Research has consistently shown that your brain doesn’t work as well when you don’t look after yourself. To study effectively - and to be at your best on exam day - you need to make sure you stay healthy.
Get enough sleep
It’s important that you get enough sleep, especially on the night before your exam. Lack of sleep impairs memory and thinking, so if you stay up late to study, you might find that you read more but remember less! Always allow yourself at least eight hours of sleep a night.
If you have difficulty falling asleep, there are several strategies that can help. Choose a regular bedtime and stick to it - set an alarm or reminder if necessary. Before you go to bed, avoid caffeine and take a break from study to give yourself time to relax. When you do go to bed make sure you turn your phone off and put it away, so you won’t be distracted.
Do some exercise
Do you often feel your attention drifting during a long study session? Taking regular exercise helps you stay alert and attentive throughout the day. It can also help you fall asleep at night! You don’t have to do anything too long or strenuous. A brisk 10-minute walk every hour or so is fine.
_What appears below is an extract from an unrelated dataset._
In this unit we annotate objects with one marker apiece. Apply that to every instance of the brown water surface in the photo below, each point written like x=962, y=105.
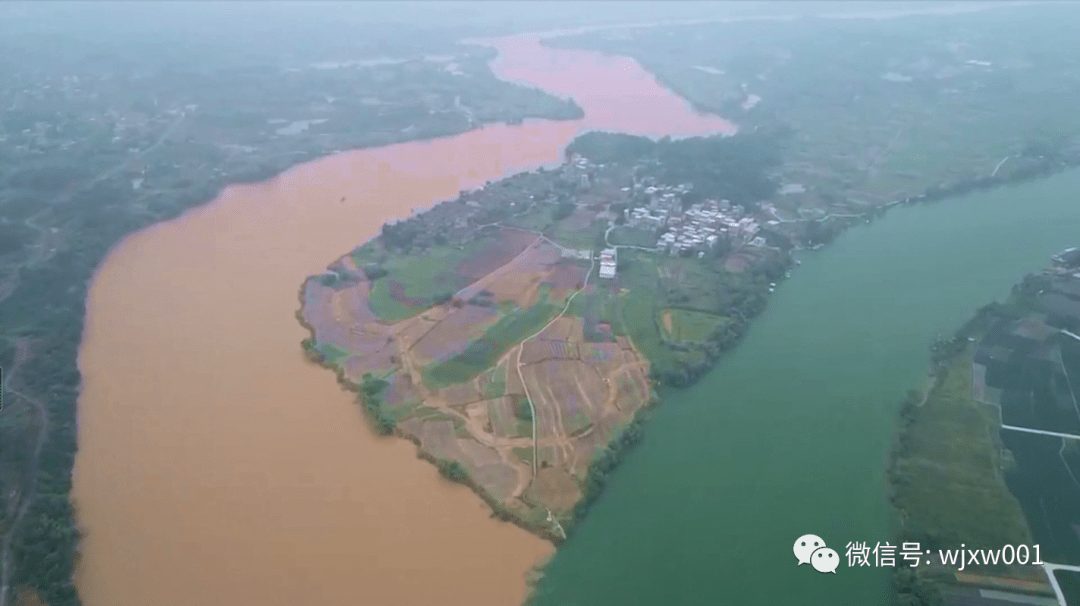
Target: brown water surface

Try to spend time outdoors, particularly if you’ve been suffering from headaches or sore eyes. Going outside gives your eyes a break from peering at textbooks and screens, and your body a break from sitting at a desk. Sunlight and fresh air don’t hurt either!
Your brain needs food to work. Inadequate nutrition can leave you feeling exhausted and inattentive, while too much caffeine or sugar can make it hard to stay focused. For more effective study, try not using the energy drinks and the instant noodles, and have something healthy instead.
Preparing healthy food doesn’t have to take a long time. A simple salad sandwich takes a couple of minutes, maximum. Fresh fruit makes a healthy snack and doesn’t need to be prepared at all (a tub of diced fruit is also acceptable). Puffed (not popped) corn or rice cakes are a healthier alternative to potato chips.
Avoid sugary snacks and drinks - they give you a brief high followed by a long crash. Alcohol should also be avoided. Being drunk or hungover does not help you study!
Staying healthy isn’t just good for your exam performance, but also your mood and your overall wellbeing. So have a happy and healthy exam period, and try to keep the good habits up through the break!